In 1830, Neil MacKenzie is the new church minister to St Kilda, the most remote part of the United Kingdom. He and his wife Lizzie start a new life in the small community on the island, where they find poverty, unsanitary living conditions and an epidemic of babies dying in their first week of life.
The Mackenzies are historical figures, but this is a novel based on their time on St Kilda. it's the story of one man's battle, as he saw it, to bring a community into the modern day. MacKenzie doesn't try to understand how the local customs are designed to fit in with the local environment and his mission to give the islanders more sanitary housing ignores how the community has grown organically on the island.
Meanwhile Lizzie battles with her own loneliness (she doesn't speak Gaelic, the language of the island nor does she make any attempt to learn to do so) and the death of her first three children in their first week of life.
People on the island relied on hunting the seabirds for their eggs, their meat and their feathers.
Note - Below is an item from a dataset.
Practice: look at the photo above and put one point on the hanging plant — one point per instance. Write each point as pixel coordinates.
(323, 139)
At the same time though, they were aware of the need for sustainable harvesting of the birds, to ensure the populations continued to thrive.
St Kilda is an amazing island (no-one lives there now, since the last of
the population were removed) and the book is full of wonderful
descriptions of the landscape and the wildlife.
It's a beautiful book, poignant and moving (though occasionally veering into melodrama) which dramatises the challenges of living in a remote and uniquely difficult place.
Island of Wings by Karin Altenberg published by Quercus.